In October 2002, while waiting for the adoption to go through, Ryan and his family received horrifying news. “We got an email from the CPAR telling us that Jimmy and four of his cousins had been abducted by the LRA. From here in Kemptville we could do nothing but wait and worry.”

A few days later they were told that Jimmy had escaped; he had chewed through the ropes that bound him and ran off into the bush. But he had seen two of his cousins shot dead. “Later we learned that Jimmy’s two other cousins had also been murdered,” Susan says.

Attempts to fly Jimmy to Ottawa last April foundered because of visa problems. Ryan’s mother and father petitioned the British high commissions in Uganda and Canada, but to no avail.

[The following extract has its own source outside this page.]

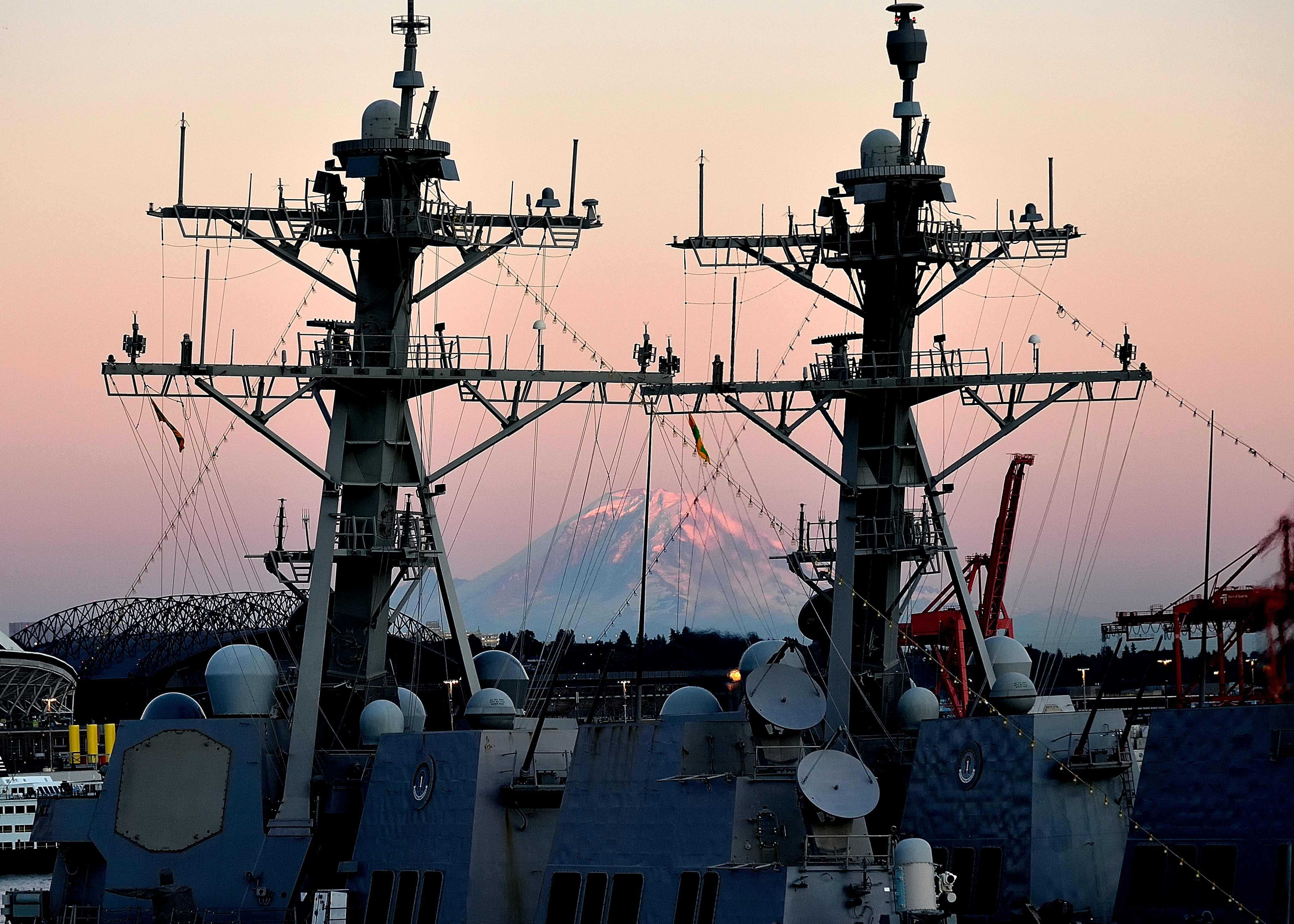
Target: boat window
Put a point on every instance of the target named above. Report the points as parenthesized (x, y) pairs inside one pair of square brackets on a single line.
[(627, 891), (988, 883), (689, 890), (1218, 864), (710, 896), (380, 896), (563, 897), (963, 867), (595, 899), (1150, 865), (1284, 874), (407, 891), (429, 906), (1182, 877)]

Jimmy finally made it to Canada thanks to Dr Kevin Chan of the Canadian Society for International Health, who invited him to attend a conference in Vancouver in May.

Since arriving in Canada, Jimmy has been granted refugee status and has attended St Michael’s Catholic high school with Ryan and Jordan. Although he says he doesn’t speak English well, he achieved 72 per cent on his first mid-term report card, which contributes to his final grade. His favourite subjects are religion and English - and he’s the school’s top runner. “When I get up, I get dressed and go running for one hour. Then I take a shower and go to school,” he says.

Despite his celebrity, Ryan is remarkably level-headed. “The Sunday after he was on Oprah Winfrey’s show, we had a family dinner,” says his father, Mark, a policeman. “Instead of talking about being on TV, all Ryan wanted to talk about was that his hockey team, which had voted him assistant captain, had won the league championship.”

He insists he is a “regular kid”, but Ryan has a rare ability to inspire, and an unusual ambition: to become a water engineer. In November, when he picked up a university scholarship worth nearly $20,000 (pound;10,000) from World of Children, an Ohio-based organisation, in recognition of his charity work, he offered to share it with the runner-up, who had been helping disabled children. His gesture prompted the sponsor, Cardinal Health, to stump up a full second award.

Ryan believes that children can change the world: “Anyone can do anything.

It doesn’t matter who you are.”

Meanwhile Jimmy, who has already faced things no child should have to experience, has his own inner mountains to climb. “When Jimmy first came here, he didn’t understand why telling his story was important to Ryan’s work,” says Susan. “Now he realises that telling how he had to walk miles for water helps people in the developed world understand the situation and appreciate the clean water we have. Every time he says grace, he prays for peace and clean water for Africa.”

Ryan’s Foundation: www.ryanswell.ca.For film clips go to www.acdi-cida.gc.ca index.htm and search for Ryan’s Well

HOW THE WORLD COULD GET WELL

Before Ryan’s well was built at his school in Uganda, Jimmy Akana was one of the 1.1 billion people around the world who have no access to clean water.

Around 2.5 billion people also lack adequate sanitation, a major cause of drinking water contamination and sickness. Every day, more than 25,000 people die from water-borne diseases. Almost one in three deaths in the developing world is caused by contaminated water.

Diarrhoea kills 2.2 million people every year; 500 million people are at risk of contracting and 6 million are blinded by trachoma, caused by water-borne bacteria; 200 million people are infected by and 20 million suffer from schistosomiasis (bilharzia) caused by parasitic worms in water; and more than 150 million suffer and hundreds of thousands die from dysentery, typhoid and cholera.

There are two common low-maintenance ways that aid agencies can provide clean drinking water. It can be piped - which guards against soiling - from existing springs, often by using gravity on slopes. Where this is not possible, as in Jimmy’s village, a well can be drilled and capped by a hand-pump. Simple sanitation improvements include upgrading hand-dug latrine pits and providing robust latrine buildings to prevent seepage into water sources.